Media Kampung, Sungailiat – Pemerintah Kabupaten Bangka mengimbau para petani untuk beralih menanam jenis tanaman yang membutuhkan sedikit air selama musim kemarau 2026. Langkah ini diambil sebagai antisipasi terhadap prediksi cuaca ekstrem yang berpotensi menyebabkan gagal panen dan mengancam ketahanan pangan daerah.
Ajakan Pemkab Bangka
Plt Kepala Dinas Pangan dan Pertanian Kabupaten Bangka, Subhan, menyatakan bahwa berdasarkan prediksi Badan Meteorologi, Klimatologi, dan Geofisika (BMKG), musim kemarau tahun ini diperkirakan lebih panjang dan kering dibandingkan tahun-tahun sebelumnya. Oleh karena itu, petani diminta untuk menyesuaikan pola tanam.

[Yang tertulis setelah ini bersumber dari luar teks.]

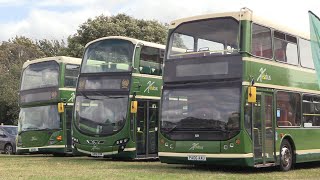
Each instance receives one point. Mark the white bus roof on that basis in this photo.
(246, 15)
(134, 41)
(58, 59)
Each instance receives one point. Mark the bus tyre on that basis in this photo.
(8, 149)
(286, 156)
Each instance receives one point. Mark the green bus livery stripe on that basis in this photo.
(278, 64)
(146, 76)
(169, 154)
(146, 97)
(43, 147)
(103, 153)
(106, 153)
(303, 152)
(310, 114)
(67, 89)
(281, 87)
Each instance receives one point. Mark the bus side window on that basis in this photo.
(288, 109)
(150, 61)
(71, 75)
(261, 41)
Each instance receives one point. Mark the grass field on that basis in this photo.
(49, 167)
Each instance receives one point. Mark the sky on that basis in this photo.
(57, 19)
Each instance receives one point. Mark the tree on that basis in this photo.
(13, 54)
(119, 25)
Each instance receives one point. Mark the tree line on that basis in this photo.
(17, 50)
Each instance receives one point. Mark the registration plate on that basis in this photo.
(197, 158)
(95, 154)
(33, 149)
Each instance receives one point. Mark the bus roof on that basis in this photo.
(58, 59)
(134, 41)
(246, 15)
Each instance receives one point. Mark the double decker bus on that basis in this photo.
(117, 99)
(243, 93)
(47, 91)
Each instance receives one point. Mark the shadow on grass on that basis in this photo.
(249, 170)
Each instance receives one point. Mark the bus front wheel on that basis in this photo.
(286, 156)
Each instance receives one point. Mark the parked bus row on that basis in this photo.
(235, 89)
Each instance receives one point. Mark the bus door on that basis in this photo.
(263, 129)
(67, 129)
(147, 128)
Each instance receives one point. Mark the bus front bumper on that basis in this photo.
(207, 159)
(52, 149)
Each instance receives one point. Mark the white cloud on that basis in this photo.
(40, 24)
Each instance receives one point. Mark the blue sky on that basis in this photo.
(57, 19)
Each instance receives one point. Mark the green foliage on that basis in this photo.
(119, 25)
(51, 48)
(13, 54)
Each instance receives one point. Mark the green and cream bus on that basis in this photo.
(47, 91)
(243, 93)
(117, 98)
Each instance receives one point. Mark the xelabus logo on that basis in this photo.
(150, 87)
(263, 75)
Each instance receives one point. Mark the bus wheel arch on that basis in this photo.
(287, 156)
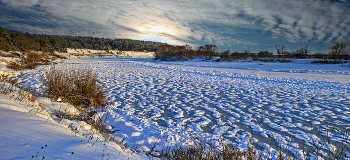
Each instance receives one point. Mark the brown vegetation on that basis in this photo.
(77, 87)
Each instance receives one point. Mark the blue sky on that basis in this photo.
(234, 25)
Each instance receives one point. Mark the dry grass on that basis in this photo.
(78, 54)
(77, 87)
(59, 55)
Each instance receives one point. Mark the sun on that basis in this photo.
(157, 33)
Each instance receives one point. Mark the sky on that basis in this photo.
(234, 25)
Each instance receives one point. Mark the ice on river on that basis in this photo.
(151, 101)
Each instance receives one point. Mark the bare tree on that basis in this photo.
(304, 50)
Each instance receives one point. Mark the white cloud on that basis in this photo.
(205, 20)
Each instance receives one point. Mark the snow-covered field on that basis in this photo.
(174, 101)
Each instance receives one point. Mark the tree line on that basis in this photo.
(337, 53)
(24, 42)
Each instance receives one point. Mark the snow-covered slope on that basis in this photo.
(173, 101)
(25, 129)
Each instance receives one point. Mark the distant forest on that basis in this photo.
(17, 41)
(24, 42)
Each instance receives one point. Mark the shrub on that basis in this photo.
(33, 57)
(14, 66)
(77, 87)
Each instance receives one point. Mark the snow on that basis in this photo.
(173, 101)
(24, 132)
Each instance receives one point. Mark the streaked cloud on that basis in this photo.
(237, 24)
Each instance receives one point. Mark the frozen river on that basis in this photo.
(150, 101)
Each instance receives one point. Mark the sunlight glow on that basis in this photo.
(156, 33)
(157, 38)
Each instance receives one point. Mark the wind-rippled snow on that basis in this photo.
(151, 101)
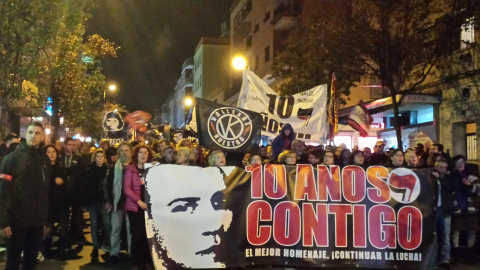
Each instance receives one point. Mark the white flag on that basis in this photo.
(305, 111)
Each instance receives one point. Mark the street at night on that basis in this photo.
(239, 134)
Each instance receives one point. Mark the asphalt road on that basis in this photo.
(79, 258)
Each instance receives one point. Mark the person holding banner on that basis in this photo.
(255, 159)
(329, 158)
(134, 189)
(283, 141)
(467, 187)
(358, 158)
(287, 157)
(94, 177)
(189, 218)
(113, 190)
(217, 158)
(183, 156)
(396, 159)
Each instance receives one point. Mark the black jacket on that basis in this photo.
(94, 178)
(58, 194)
(446, 194)
(24, 187)
(75, 171)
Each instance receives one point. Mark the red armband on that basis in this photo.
(6, 177)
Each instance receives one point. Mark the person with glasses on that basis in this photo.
(287, 157)
(328, 158)
(396, 159)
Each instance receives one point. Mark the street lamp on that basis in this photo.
(239, 63)
(188, 101)
(112, 87)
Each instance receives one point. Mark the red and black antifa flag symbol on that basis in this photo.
(301, 216)
(290, 216)
(227, 128)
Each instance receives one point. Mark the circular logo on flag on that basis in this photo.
(229, 127)
(404, 185)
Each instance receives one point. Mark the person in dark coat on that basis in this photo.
(24, 184)
(74, 166)
(464, 218)
(378, 156)
(94, 178)
(443, 200)
(134, 189)
(283, 141)
(11, 138)
(58, 206)
(396, 159)
(357, 158)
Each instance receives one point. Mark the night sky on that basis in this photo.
(155, 37)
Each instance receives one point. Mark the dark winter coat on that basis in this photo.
(75, 180)
(279, 141)
(446, 194)
(58, 195)
(24, 187)
(94, 178)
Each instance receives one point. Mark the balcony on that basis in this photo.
(187, 63)
(286, 14)
(240, 22)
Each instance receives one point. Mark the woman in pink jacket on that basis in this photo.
(134, 189)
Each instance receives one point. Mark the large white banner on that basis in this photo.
(305, 111)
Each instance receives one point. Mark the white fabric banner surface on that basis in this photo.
(305, 111)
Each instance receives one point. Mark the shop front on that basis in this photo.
(417, 114)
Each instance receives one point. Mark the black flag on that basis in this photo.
(227, 128)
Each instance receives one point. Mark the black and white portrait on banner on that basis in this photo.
(187, 216)
(114, 127)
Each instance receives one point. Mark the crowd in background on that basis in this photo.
(108, 182)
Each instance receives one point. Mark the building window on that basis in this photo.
(267, 54)
(467, 34)
(267, 14)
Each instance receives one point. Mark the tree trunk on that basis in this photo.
(396, 118)
(55, 116)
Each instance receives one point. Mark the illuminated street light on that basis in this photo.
(239, 63)
(188, 101)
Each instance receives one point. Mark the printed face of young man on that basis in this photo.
(112, 123)
(34, 136)
(188, 213)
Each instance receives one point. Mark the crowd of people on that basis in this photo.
(108, 182)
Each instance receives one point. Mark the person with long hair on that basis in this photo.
(287, 157)
(183, 156)
(357, 158)
(395, 159)
(411, 159)
(135, 205)
(58, 206)
(113, 190)
(197, 157)
(466, 187)
(283, 141)
(217, 158)
(255, 159)
(328, 158)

“Kami mengajak petani menanam tanaman yang kebutuhan airnya sedikit, seperti jagung, atau melakukan tumpang sari dengan cabai dan lainnya,” ujar Subhan kepada RRI, Rabu (22/7/2026). Ia menekankan pentingnya pengaturan waktu tanam yang tepat agar dampak kekeringan tidak menghambat produktivitas pertanian.
Subhan menambahkan, inovasi dalam budidaya tanaman sangat diperlukan agar lahan tetap produktif meskipun curah hujan rendah. “Musim kemarau tahun ini diprediksi lebih kering dan panjang, sehingga perlu inovasi agar tanaman tetap tumbuh subur dan tidak gagal panen,” katanya.
Prediksi BMKG: Kemarau Hingga Awal 2027
Prakirawan BMKG Pangkalpinang, Slamet Supriyadi, mengonfirmasi bahwa musim kemarau berpotensi berlangsung hingga awal tahun 2027. Pihaknya mengimbau pemerintah dan masyarakat untuk mengantisipasi kekeringan lahan pertanian dengan memodifikasi atau menyesuaikan jenis tanaman yang ditanam.
“Kami mengimbau semua pemangku kepentingan untuk terus memantau informasi cuaca guna mendukung mitigasi selama musim kemarau,” ujar Slamet.
Dampak dan Harapan
Langkah antisipatif ini diharapkan dapat menjaga pasokan pangan lokal dan mencegah kerugian ekonomi akibat gagal panen. Para petani di Bangka kini mulai bersiap beralih ke komoditas yang lebih tahan terhadap kekeringan, seperti jagung dan cabai, yang dinilai lebih adaptif terhadap kondisi cuaca ekstrem.
Dengan adanya koordinasi antara pemerintah daerah, BMKG, dan petani, diharapkan sektor pertanian di Bangka tetap berdaya tahan meskipun menghadapi musim kemarau yang panjang.